Windows Text Encodings and Line Endings - The Basics of Mojibake and CRLF/LF

· · Windows, Text Encoding, Mojibake, Line Endings, UTF-8, CP932, PowerShell, Unicode

In consultations about text handling on Windows, the following questions get tangled together with remarkable frequency.

  • What is the difference between Shift_JIS and UTF-8
  • Why does mojibake (garbled text) happen
  • What is the difference between CRLF and LF
  • We switched to UTF-8, so why can it still be unreadable
  • Why does the same file look different in the editor, the console, Excel, and Git

This does not happen because Japanese is hard. Almost all of it is caused by reading the same bytes under a different assumption, or saving the misread content as is.

On top of that, Windows still hosts both the Unicode world and the code-page world side by side. Add BOMs, line endings, editor auto-detection, the console code page, and Git’s newline conversion, and the whole topic looks complicated.

This article organizes, for practical use, the Shift_JIS / UTF-8 / UTF-16 mix-ups common on Windows, why mojibake happens, the difference between CRLF and LF, and why this topic is so confusing in the first place.

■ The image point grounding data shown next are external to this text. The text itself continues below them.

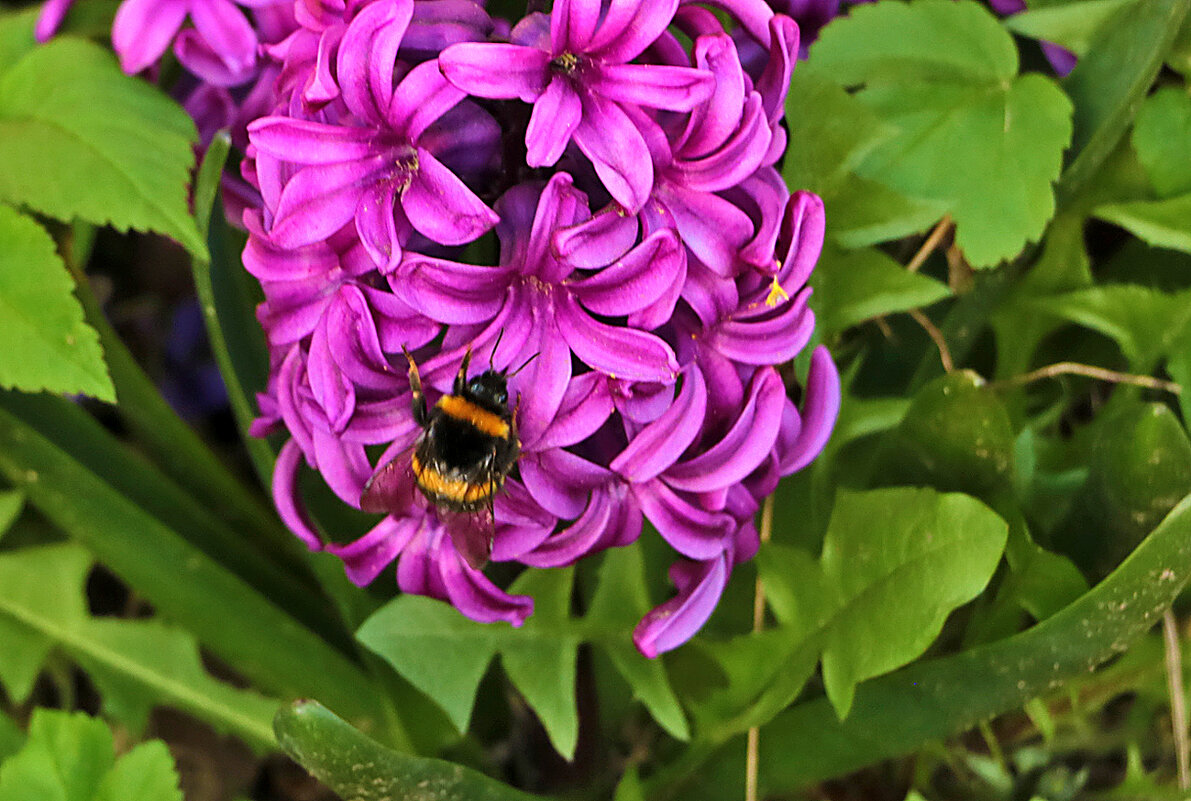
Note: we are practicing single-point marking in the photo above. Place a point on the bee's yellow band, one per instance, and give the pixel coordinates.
(481, 418)
(453, 489)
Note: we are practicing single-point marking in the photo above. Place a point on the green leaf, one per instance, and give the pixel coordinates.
(898, 581)
(362, 770)
(1160, 135)
(446, 655)
(1161, 223)
(70, 757)
(621, 600)
(1145, 323)
(238, 624)
(68, 113)
(1109, 83)
(955, 436)
(136, 664)
(44, 343)
(934, 700)
(856, 286)
(946, 75)
(1071, 25)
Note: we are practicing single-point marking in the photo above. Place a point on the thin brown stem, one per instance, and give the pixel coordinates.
(753, 743)
(1073, 368)
(928, 246)
(936, 336)
(1178, 698)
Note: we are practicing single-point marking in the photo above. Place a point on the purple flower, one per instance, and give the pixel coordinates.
(582, 86)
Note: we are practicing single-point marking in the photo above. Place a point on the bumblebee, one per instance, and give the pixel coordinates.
(459, 462)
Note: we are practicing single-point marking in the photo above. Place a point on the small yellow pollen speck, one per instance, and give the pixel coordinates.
(777, 294)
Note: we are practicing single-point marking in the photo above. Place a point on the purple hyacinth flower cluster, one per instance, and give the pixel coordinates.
(618, 160)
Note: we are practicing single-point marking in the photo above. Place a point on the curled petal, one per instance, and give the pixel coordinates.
(636, 280)
(287, 499)
(656, 86)
(771, 339)
(560, 481)
(441, 206)
(743, 448)
(619, 352)
(690, 530)
(554, 119)
(471, 592)
(421, 98)
(678, 619)
(366, 557)
(820, 412)
(143, 29)
(662, 442)
(451, 292)
(597, 242)
(503, 72)
(617, 150)
(575, 540)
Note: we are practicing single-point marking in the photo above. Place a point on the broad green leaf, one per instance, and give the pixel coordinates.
(235, 621)
(899, 580)
(44, 343)
(1072, 24)
(64, 758)
(136, 664)
(69, 114)
(619, 601)
(856, 286)
(446, 655)
(1145, 323)
(897, 714)
(1159, 136)
(11, 738)
(11, 504)
(971, 133)
(1110, 82)
(70, 757)
(1161, 223)
(360, 769)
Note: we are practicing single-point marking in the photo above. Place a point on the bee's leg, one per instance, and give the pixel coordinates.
(421, 414)
(461, 376)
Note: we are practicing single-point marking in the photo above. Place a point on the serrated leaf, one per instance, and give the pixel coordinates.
(1161, 223)
(1145, 323)
(900, 580)
(1160, 135)
(139, 663)
(360, 769)
(856, 286)
(971, 133)
(69, 114)
(70, 757)
(143, 774)
(1072, 25)
(44, 343)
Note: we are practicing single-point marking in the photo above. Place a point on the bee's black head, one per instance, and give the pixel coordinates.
(488, 389)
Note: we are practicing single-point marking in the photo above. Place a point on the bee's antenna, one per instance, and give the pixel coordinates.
(492, 355)
(524, 364)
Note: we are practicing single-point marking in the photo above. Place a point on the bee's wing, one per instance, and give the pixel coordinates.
(393, 488)
(471, 532)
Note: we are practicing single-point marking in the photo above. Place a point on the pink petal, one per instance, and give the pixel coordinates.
(503, 72)
(441, 206)
(554, 119)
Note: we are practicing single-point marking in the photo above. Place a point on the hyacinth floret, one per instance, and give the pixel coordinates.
(618, 160)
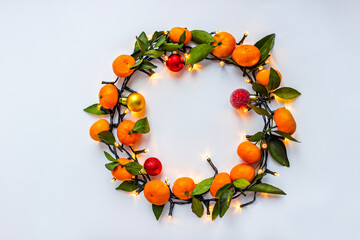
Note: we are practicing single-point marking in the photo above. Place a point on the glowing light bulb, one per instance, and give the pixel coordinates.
(154, 76)
(167, 181)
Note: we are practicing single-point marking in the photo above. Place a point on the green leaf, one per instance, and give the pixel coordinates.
(199, 53)
(287, 93)
(134, 168)
(260, 111)
(257, 87)
(265, 45)
(155, 53)
(216, 211)
(286, 135)
(127, 186)
(182, 37)
(225, 200)
(157, 210)
(170, 46)
(112, 165)
(109, 157)
(138, 63)
(107, 137)
(200, 37)
(160, 41)
(241, 183)
(141, 45)
(266, 188)
(95, 109)
(277, 151)
(203, 186)
(259, 176)
(197, 207)
(274, 80)
(256, 137)
(222, 189)
(147, 65)
(142, 126)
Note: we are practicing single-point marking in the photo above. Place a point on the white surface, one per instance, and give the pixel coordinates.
(53, 182)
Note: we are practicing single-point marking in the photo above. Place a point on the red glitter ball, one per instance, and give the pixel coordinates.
(239, 98)
(175, 62)
(153, 166)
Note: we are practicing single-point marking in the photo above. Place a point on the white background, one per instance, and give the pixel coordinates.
(53, 56)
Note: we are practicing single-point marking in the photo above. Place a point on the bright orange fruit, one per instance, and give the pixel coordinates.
(182, 185)
(108, 96)
(157, 192)
(122, 65)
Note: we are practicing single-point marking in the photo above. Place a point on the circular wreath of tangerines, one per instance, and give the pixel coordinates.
(173, 49)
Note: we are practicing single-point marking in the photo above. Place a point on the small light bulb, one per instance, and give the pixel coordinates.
(167, 181)
(154, 76)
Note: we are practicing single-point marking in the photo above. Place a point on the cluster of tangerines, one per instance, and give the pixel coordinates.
(216, 46)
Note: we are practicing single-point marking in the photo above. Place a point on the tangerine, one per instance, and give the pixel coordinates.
(122, 65)
(157, 192)
(183, 185)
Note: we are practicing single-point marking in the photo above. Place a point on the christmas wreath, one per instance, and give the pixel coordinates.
(177, 48)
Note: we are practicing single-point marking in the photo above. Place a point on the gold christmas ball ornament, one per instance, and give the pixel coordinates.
(135, 102)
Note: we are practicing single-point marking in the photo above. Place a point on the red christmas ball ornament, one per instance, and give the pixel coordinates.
(240, 98)
(175, 62)
(153, 166)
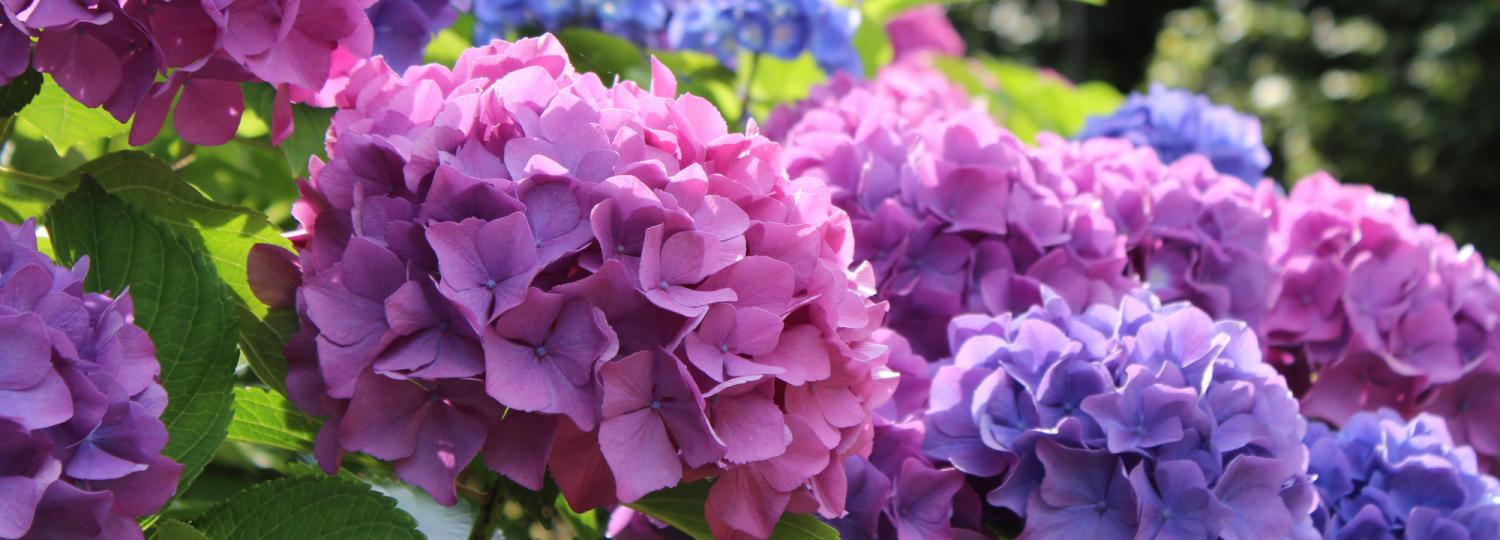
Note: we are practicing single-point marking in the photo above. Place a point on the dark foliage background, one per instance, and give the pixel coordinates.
(1398, 95)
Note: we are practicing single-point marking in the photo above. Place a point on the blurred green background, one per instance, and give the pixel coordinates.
(1400, 95)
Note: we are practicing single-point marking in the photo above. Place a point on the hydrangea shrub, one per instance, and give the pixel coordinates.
(1383, 477)
(1178, 123)
(1385, 311)
(143, 60)
(80, 404)
(1146, 420)
(512, 260)
(957, 215)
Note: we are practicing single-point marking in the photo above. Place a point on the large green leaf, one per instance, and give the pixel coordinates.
(683, 509)
(225, 233)
(65, 122)
(308, 507)
(18, 92)
(179, 300)
(266, 417)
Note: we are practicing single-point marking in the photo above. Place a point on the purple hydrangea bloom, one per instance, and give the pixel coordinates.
(80, 404)
(140, 60)
(1382, 477)
(1140, 420)
(921, 173)
(513, 260)
(1178, 123)
(404, 27)
(1385, 311)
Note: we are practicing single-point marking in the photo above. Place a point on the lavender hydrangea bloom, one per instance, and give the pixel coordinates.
(80, 405)
(1382, 477)
(512, 260)
(140, 60)
(1385, 311)
(722, 27)
(404, 27)
(1113, 422)
(1178, 123)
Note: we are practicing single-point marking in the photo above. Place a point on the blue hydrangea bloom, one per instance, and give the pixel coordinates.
(783, 29)
(1382, 477)
(1176, 123)
(404, 27)
(1140, 420)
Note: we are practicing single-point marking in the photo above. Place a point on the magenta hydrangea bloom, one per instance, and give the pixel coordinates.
(80, 404)
(1145, 420)
(135, 59)
(513, 260)
(1385, 311)
(1382, 477)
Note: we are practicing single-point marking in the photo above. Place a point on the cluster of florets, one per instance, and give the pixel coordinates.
(951, 210)
(137, 57)
(1386, 312)
(1382, 477)
(1176, 123)
(1145, 420)
(723, 27)
(80, 405)
(404, 27)
(1191, 233)
(510, 258)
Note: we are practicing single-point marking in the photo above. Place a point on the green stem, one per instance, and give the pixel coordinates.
(744, 92)
(33, 180)
(488, 518)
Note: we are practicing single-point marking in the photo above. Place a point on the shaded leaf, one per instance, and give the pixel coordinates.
(179, 300)
(308, 507)
(266, 417)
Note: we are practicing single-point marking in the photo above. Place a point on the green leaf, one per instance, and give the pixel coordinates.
(179, 300)
(225, 233)
(65, 122)
(452, 42)
(683, 509)
(603, 54)
(309, 126)
(176, 530)
(20, 92)
(266, 417)
(308, 507)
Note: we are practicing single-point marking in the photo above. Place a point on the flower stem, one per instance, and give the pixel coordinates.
(33, 180)
(744, 92)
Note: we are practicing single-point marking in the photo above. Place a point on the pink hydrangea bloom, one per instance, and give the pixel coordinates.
(137, 59)
(513, 260)
(1385, 311)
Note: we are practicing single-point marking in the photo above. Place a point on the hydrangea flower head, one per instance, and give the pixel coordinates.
(80, 404)
(1178, 123)
(1140, 420)
(783, 29)
(510, 258)
(1388, 312)
(923, 174)
(1382, 477)
(141, 60)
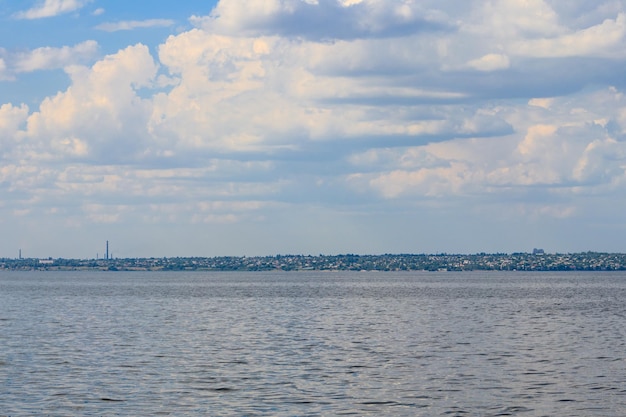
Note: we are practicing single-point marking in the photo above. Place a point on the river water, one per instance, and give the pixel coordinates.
(312, 343)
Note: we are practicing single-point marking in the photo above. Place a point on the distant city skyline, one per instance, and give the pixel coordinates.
(230, 128)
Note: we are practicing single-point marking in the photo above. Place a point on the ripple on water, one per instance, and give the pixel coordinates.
(313, 344)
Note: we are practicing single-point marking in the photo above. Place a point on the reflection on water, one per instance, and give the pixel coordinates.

The content is based on Microsoft Learn, PowerShell, Git, and W3C / Unicode public documentation as of April 2026. See the references at the end for details.

Table of Contents

  1. What to Grasp First
  2. Breaking Down the Terminology
    • 2.1 How Unicode / UTF-8 / UTF-16 / CP932 Differ
    • 2.2 How to Think About Shift_JIS vs. CP932
    • 2.3 The Traps in the Words ANSI, Unicode, and UTF-8N
  3. Why Mojibake Happens
    • 3.1 What Mojibake Really Is
    • 3.2 Garbled Display and Data Corruption Are Different
    • 3.3 Dropping to Unrepresentable Characters Is Irreversible
  4. What the Line-Ending Differences Are
    • 4.1 CRLF / LF / CR
    • 4.2 Line Endings Are a Separate Problem from Encodings
    • 4.3 \n and the Newline Bytes in the File Are Not Necessarily the Same
  5. Why Windows in Particular Is So Confusing
    • 5.1 Unicode and Legacy Code Pages Coexist
    • 5.2 The Labels Don’t Line Up
    • 5.3 ASCII-Only Content Hides the Problem
    • 5.4 File Contents, File Names, Console, and Source Files Are Separate Layers
    • 5.5 BOM and Line Endings Act on Yet Other Axes
    • 5.6 Tools Change Things on Their Own
  6. Common Accident Patterns
  7. Rules That Reduce Accidents in Practice
  8. Drive Mojibake / Line-Ending Investigations with These 5 Questions
  9. Summary
  10. Related Articles
  11. References

1. What to Grasp First

Putting the conclusions first, these seven points matter most.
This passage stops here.